Well it depends a bit on what kind of randomness you except for the shuffling, i.e. should all shufflings be as probable, or can the distribution be skewed.

There are mathematical ways to produce "random-looking" permutations of N integers, so if P is such a permutation from 0..N-1 to 0..N-1, you can just iterate x from 0 to N-1 and output list item L(P(x)) instead of L(x) and you have obtained a shuffling. Such permutations can be obtained e.g. using modular arithmetics. For example, if N is prime, P(x)=(x * k) mod N is a permutation for any 0 < k < N (but maps 0 to 0). Similary for a prime N, for example P(x)=(x^3) mod N should be a permutation (but maps 0 to 0 and 1 to 1). This solution can be easily expanded to non-prime N by selecting the least prime above N (call it M), permute upto M, and discard the permuted indices above N (similary below).

It should be noted that modular exponentiation is the basis for many cryptographic algorithms (e.g. RSA, Diffie-Hellman) and is considered a strongly pseudorandom operation by the experts in the field.

Another easy way (not requiring prime numbers) is first to expand the domain so that instead of N you consider M where M is the least power of two above N. So e.g. if N=12 you set M=16. Then you use bijective bit operations, e.g.

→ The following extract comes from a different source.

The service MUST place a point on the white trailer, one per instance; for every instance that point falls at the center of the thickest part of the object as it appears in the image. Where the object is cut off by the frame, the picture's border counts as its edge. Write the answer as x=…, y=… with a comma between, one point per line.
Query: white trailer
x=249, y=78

P(x) = ((x ^ 0xf) ^ (x << 2) + 3) & 0xf

Then when you output your list, you iterate x from 0 to M-1 and output L(P(x)) only if P(x) is actually < N.

A "true, unbiased random" solution can be constructed by fixing a cryptographically strong block cipher (e.g. AES) and a random key (k) and then iterating the sequence

AES(k, 0), AES(k, 1), ...

and outputting the corresponding item from the sequence iff AES(k,i) < N. This can be done in constant space (the internal memory required by the cipher) and is indistinguishable from a random permutation (due to the cryptographic properties of the cipher) but is obviously very slow. In the case of AES, you would need to iterate until i = 2^128.

Answer 6

It's not possible to do this with a truly random number generator since you either have to:

• remember which numbers have already been chosen and skip them (which requires an O(n) list of booleans and progressively worsening run-times as you skip more and more numbers); or
• reduce the pool after each selection (which requires either modifications to the original list or a separate O(n) list to modify).

Neither of those are possibilities in your question so I'm going to have to say "no, you can't do it".

What I would tend to go for in this case is a bit mask of used values but not with skipping since, as mentioned, the run-times get worse as the used values accumulate.

A bit mask will be substantially better than the original list of 39Gb (10 million bits is only about 1.2M), many order of magnitude less as you requested even though it's still O(n).

In order to get around the run-time problem, only generate one random number each time and, if the relevant "used" bit is already set, scan forward through the bit mask until you find one that's not set.

That means you won't be hanging around, desperate for the random number generator to give you a number that hasn't been used yet. The run times will only ever get as bad as the time taken to scan 1.2M of data.

Of course this means that the specific number chosen at any time is skewed based on the numbers that have already been chosen but, since those numbers were random anyway, the skewing is random (and if the numbers weren't truly random to begin with, then the skewing won't matter).

And you could even alternate the search direction (scanning up or down) if you want a bit more variety.

Bottom line: I don't believe what you're asking for is doable but keep in mind I've been wrong before as my wife will attest to, quickly and frequently :-) But, as with all things, there's usually ways to get around such issues.